Size has become a pressing concern of many keen drivers and Autocar readers, with few topics inspiring such regular correspondence. “How much longer can it go on,” we’re asked, “before the cars we drive are patently too large for the roads we drive on and the spaces we park in?”
It’s reasonable enough to wonder. Today’s Range Rover is more than 200mm wider and 550mm longer, in standard-wheelbase form, than the 1970 original. Today’s Volkswagen Polo is considerably larger than the original Volkswagen Golf. The current BMW 5 Series is wider across the mirrors than BMW’s seminal Rolls-Royce Phantom of 2003.
But the forces that have driven the physical expansion of cars over the past 50 years aren’t immutable; and by our reckoning, there’s every chance that, having witnessed this rapid vehicular growth, we will see a mirror-image contraction over the next few decades – and for a host of reasons.
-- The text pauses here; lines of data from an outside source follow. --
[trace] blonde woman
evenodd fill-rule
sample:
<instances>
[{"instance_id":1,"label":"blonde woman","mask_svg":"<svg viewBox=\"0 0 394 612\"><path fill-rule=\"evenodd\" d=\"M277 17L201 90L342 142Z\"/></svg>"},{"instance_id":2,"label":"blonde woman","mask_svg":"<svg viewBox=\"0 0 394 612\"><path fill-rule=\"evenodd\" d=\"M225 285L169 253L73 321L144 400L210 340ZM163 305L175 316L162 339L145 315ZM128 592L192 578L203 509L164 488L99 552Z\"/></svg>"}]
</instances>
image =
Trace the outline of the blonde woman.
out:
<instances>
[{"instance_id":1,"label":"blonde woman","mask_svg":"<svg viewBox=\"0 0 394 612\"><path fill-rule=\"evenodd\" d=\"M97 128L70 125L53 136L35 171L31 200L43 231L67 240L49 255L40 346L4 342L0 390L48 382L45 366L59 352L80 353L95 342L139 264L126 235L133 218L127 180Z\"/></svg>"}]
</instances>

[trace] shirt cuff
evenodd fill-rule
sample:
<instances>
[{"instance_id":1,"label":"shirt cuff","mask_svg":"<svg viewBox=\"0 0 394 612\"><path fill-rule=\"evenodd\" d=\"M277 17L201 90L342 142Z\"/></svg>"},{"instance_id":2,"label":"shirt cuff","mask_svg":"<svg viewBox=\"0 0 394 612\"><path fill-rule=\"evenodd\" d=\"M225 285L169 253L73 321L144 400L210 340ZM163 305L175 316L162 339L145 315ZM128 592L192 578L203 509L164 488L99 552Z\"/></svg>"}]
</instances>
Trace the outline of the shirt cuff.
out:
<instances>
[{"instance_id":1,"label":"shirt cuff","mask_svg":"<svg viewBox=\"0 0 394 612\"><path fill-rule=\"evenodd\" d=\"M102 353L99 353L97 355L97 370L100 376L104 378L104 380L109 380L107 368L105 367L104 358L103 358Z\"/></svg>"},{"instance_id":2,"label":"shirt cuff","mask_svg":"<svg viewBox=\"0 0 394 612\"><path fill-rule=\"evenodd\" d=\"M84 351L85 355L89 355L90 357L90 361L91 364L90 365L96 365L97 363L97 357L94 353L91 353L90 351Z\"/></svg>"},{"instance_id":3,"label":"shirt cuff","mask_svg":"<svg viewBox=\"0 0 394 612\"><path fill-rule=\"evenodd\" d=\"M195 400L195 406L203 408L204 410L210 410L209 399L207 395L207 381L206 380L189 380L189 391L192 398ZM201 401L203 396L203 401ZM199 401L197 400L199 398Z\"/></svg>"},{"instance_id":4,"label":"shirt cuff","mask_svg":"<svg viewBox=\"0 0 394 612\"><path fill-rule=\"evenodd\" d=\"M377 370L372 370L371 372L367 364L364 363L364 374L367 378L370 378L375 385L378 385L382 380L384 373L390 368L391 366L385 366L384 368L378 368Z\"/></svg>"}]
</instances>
Here, then, are 10 key things that need to change – and, in many cases, very likely will – before modern cars can be cut back down to the sizes, and the weights, that they ought to be.
Winning the war on safety
This has been one of the key lines trotted out by car makers to justify gains in vehicle size and weight over the past 25 years, as organisations such as Euro NCAP have allowed passive safety to be weaponised as a selling point. Quite clearly, safer cars are better cars; it would be crazy to argue differently. Progress made on this score in recent decades has been in adding passive crash safety to cars, putting in the structural strength and the deformation zones necessary to best protect both passengers and pedestrians in the event of a crash. But the next 20 years will bring a technological revolution in active safety measures to better prevent crashes, which might well make those passive measures (which add weight and size, of course) redundant.
A great many new cars already have the sensory equipment and computing power they need to detect hazards and mitigate or avoid certain kinds of accidents. Many are already hooked up with ‘V-to-X’ cloud-based communication, can monitor their drivers for signs of tiredness or illness and can bring themselves to a stop automatically.
How long before semi-autonomous ‘platoon’ driving and networked vehicles make crashes history? A decade? Twenty years, at a push? When it happens and passive safety requirements can therefore be relaxed, smaller, space-efficient cars will suddenly be much easier to make again.